Let’s see how this works with a concrete example. Imagine we’re building a system to track user profiles, and each user has an address. Instead of having separate columns for street, city, state, and zip_code, we can group these into a single UDT.
First, we define the UDT:
CREATE TYPE IF NOT EXISTS address (
street text,
city text,
state text,
zip_code text
);
This address UDT is now a reusable data structure. We can then use it as the type for a column in a table:
CREATE TABLE IF NOT EXISTS users (
user_id uuid PRIMARY KEY,
name text,
email text,
billing_address address,
shipping_address address
);
Notice that we can even use the same UDT multiple times within a single table for different columns.

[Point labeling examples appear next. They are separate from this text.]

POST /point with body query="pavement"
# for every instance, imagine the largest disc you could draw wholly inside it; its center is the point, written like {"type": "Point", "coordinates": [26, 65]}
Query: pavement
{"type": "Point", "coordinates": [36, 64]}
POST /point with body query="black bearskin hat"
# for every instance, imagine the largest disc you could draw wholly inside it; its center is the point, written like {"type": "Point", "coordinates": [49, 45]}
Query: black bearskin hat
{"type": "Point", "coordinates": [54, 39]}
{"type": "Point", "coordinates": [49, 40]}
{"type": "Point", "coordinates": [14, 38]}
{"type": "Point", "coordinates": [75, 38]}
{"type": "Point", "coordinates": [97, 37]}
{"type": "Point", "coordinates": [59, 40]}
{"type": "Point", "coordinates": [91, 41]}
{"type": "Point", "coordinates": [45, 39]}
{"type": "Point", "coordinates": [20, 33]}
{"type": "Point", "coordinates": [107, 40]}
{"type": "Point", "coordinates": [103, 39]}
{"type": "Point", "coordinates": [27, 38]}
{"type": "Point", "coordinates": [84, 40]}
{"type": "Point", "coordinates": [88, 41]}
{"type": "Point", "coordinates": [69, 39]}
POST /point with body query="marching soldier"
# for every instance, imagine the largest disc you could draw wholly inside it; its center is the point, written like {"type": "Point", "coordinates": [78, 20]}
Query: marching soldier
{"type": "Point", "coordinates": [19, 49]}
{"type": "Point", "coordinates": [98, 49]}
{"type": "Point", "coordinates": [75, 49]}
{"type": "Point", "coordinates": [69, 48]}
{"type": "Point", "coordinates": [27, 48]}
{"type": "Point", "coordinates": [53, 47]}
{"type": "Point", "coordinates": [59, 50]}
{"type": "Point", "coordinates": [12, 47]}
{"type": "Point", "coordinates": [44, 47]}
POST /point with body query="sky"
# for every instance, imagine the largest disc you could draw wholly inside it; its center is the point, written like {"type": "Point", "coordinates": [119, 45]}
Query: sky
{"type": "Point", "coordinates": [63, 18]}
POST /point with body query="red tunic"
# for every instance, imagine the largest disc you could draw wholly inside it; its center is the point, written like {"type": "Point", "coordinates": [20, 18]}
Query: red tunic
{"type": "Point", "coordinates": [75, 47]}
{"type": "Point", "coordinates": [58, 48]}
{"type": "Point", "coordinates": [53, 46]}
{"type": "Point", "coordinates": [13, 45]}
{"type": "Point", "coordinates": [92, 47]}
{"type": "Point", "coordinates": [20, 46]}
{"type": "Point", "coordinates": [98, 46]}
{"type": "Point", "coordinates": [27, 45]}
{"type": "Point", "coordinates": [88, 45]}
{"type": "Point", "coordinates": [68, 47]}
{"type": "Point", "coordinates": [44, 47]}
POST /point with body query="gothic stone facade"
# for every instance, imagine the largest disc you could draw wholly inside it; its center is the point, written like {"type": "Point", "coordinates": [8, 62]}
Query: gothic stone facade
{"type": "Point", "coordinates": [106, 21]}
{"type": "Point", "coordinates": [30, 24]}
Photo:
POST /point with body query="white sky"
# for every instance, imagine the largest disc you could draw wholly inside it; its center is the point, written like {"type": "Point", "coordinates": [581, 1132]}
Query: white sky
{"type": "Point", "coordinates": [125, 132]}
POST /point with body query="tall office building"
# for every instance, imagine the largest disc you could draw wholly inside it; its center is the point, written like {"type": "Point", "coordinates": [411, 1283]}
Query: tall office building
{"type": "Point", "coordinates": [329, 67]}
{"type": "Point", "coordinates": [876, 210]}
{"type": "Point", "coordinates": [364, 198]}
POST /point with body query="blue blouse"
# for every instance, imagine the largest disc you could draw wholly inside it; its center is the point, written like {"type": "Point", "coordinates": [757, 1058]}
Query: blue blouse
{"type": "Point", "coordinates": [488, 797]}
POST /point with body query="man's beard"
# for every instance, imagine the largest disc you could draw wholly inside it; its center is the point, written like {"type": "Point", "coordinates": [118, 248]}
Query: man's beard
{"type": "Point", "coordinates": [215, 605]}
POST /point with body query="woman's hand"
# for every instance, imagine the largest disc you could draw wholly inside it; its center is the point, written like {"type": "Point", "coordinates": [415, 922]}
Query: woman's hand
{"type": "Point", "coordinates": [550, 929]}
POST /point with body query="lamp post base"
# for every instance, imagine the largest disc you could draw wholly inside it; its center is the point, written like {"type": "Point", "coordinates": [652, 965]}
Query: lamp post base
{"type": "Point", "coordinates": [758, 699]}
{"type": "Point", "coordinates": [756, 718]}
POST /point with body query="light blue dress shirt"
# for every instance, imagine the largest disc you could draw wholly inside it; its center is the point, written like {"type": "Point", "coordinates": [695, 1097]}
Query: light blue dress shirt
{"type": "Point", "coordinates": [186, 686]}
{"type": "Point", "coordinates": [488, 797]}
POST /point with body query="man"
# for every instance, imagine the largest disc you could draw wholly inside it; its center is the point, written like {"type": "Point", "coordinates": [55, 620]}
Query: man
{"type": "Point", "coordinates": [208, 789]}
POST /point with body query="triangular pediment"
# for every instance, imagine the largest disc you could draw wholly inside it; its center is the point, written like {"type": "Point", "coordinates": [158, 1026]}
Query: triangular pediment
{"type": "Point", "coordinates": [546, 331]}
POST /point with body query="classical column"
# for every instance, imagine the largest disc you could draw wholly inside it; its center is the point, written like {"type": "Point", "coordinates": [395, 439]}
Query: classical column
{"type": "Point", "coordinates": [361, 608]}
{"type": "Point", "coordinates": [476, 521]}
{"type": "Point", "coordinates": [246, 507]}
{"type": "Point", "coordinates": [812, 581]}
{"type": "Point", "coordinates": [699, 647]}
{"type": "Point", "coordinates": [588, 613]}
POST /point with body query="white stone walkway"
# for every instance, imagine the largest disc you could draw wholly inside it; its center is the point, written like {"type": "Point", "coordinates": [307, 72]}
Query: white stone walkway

Now, let’s insert some data. When inserting, you construct the UDT using the type keyword followed by curly braces containing the field names and their values:
INSERT INTO users (user_id, name, email, billing_address, shipping_address) VALUES (
uuid(),
'Alice Wonderland',
'alice@example.com',
type('address', {street: '123 Main St', city: 'Fictionalville', state: 'CA', zip_code: '90210'}),
type('address', {street: '456 Oak Ave', city: 'Anothercity', state: 'NY', zip_code: '10001'})
);
When you query this data, the UDT will be returned as a map-like structure. You can access individual fields within the UDT using dot notation:
SELECT user_id, name, billing_address.city, shipping_address.street FROM users WHERE user_id = <some_uuid>;
This query would return something like:
user_id | name | billing_address.city | shipping_address.street
----------------------------------------+-----------------+----------------------+-------------------------
f47ac10b-58cc-4372-a567-0e02b9c39572 | Alice Wonderland | Fictionalville | 456 Oak Ave
The primary benefit here is data organization and consistency. By defining an address UDT, you ensure that every address in your system has the same structure. This reduces errors from typos in column names (like city vs. cty) and makes your schema more readable and maintainable. It also simplifies application code; instead of managing multiple fields for an address, you manage a single address object.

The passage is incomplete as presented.